A young Muslim radical was arrested. What was described as a ritual slaughter set off alarm bells throughout Europe and the United States, where millions of devoute Muslims live as minorities in secular society.
For the Dutch who have prided themselves for centuries on a tradition of tolerance, it was a painful awakening, the prospect of a homegrown jihad in the world's most liberal state. As Morley Safer reported 18 months ago, it all began with a movie called "Submission," a 12 minute movie, which aired on Dutch television.
The images were meant to shock.
In one image, the opening lines of the holy book, the Koran, were written across the naked body of a Muslim woman. Another image showed Koranic verses about female obedience scrawled on the back of a woman beaten by her husband, while a female voice accused Allah of condoning the violence.
The movie, "Submission," was directed by Holland's most controversial film maker, Theo Van Gogh, a descendant of the painter Vincent Van Gogh, and a national gadfly, who made a career insulting everyone, no matter their faith, race or gender.
"Submission" was right up Van Gogh's alley, but it wasn't his idea. The movie was written and conceived by a 35-year-old Muslim woman, Ayaan Hirsi Ali, a member of the Dutch parliament, and a relentless critic of the way Islam treats women.
"Surely that must have been a gross insult to devout Muslims, to see those pictures," says Safer, of the images that appear in "Submission."
"It depends," says Hirsi Ali. "If you're a Muslim woman and you read the Koran, and you read in there that you should be raped if you say 'no' to your husband, that is offensive. And that is insulting."
Such provocative interpretations of the Koran have made Hirsi Ali a lot of enemies among radical Muslims. She lives in hiding with round-the-clock security. But she gave 60 Minutes an exclusive interview in a room in the Dutch parliament.
In the past, Hirsi Ali has called the prophet Mohammed a "perverted tyrant." She remarks, "he has said a few things that are not compatible with democracy." She has also called a part of the Koran "a license for oppression."
Even before the movie was broadcast, Hirsi Ali worked in parliament under guard. After the broadcast, she received a new wave of death threats, and the government increased her security. There were threats against Van Gogh, too, but he laughed them off. This was Holland, after all, the world's capital of free speech.
But Van Gogh was murdered as he cycled to work on a bike path in Linnaeus Street in Amsterdam one morning. He was shot several times by a bearded young man. As he lay dying, Van Gogh was reported to have begged for mercy, and said, "Can't we talk about this?" But the man shot him again, slit his throat and stabbed him, pinning a letter to his body.

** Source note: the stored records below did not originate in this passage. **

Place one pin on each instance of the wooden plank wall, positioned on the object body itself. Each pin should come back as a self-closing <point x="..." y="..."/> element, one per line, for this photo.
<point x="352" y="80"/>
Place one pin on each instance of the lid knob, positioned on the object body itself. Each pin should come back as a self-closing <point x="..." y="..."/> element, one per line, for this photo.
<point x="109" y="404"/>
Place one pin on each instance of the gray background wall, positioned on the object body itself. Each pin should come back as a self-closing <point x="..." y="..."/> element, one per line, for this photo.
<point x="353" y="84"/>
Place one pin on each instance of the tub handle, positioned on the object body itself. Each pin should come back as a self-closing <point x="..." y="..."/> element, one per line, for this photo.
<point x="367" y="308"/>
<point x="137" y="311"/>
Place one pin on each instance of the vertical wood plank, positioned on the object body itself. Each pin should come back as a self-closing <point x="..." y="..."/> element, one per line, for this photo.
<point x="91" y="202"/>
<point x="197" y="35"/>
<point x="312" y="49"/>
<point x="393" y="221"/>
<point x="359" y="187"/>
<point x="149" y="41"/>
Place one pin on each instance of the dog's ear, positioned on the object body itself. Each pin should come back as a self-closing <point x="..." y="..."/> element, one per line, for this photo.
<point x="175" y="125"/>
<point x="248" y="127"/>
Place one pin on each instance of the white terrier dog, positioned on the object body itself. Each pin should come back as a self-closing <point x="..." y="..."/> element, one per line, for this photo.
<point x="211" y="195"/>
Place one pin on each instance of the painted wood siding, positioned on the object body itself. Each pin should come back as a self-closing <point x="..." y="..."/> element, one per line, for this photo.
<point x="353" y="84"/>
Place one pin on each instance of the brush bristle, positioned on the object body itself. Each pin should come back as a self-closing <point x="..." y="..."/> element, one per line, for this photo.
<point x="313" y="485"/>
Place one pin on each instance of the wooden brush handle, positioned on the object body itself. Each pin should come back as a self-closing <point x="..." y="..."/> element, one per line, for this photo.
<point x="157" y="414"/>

Holland was in a state of shock. Tens of thousands massed in the center of Amsterdam to mourn Van Gogh's death, a sense of lost innocence and enormous anger. There were fire-bombings of mosques and Muslim schools, and counterattacks against churches.
Mohammed Bouyeri, 26, was charged with murder. Eleven other Muslim men were arrested and charged with conspiracy to assassinate Hirsi Ali. That letter pinned to Van Gogh's body was addressed to her. It said that she would be destroyed, along with Holland and the United States.

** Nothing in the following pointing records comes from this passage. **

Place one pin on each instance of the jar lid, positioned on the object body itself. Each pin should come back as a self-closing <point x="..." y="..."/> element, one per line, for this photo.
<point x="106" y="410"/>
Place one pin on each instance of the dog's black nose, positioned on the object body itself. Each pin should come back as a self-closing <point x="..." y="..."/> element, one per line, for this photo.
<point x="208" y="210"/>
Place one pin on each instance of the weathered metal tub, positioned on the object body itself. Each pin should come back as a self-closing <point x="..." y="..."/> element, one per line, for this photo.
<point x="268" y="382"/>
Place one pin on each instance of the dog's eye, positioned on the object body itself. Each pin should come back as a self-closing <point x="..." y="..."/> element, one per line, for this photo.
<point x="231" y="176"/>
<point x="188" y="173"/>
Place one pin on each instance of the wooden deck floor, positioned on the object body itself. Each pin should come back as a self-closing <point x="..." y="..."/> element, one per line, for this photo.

Did Hirsi Ali think that Van Gogh would become a target?
"Before we talked about making the film I said, 'Do you realize the danger?' " says Hirsi Ali. "But he was adamant about making it. He was adamant about putting his name on the title."
The Dutch government got Hirsi Ali out of the country while the people of Holland grappled with the aftermath of the murder. Almost overnight, the tolerant nation was transformed, and long-simmering resentment against the country's Muslim minority erupted.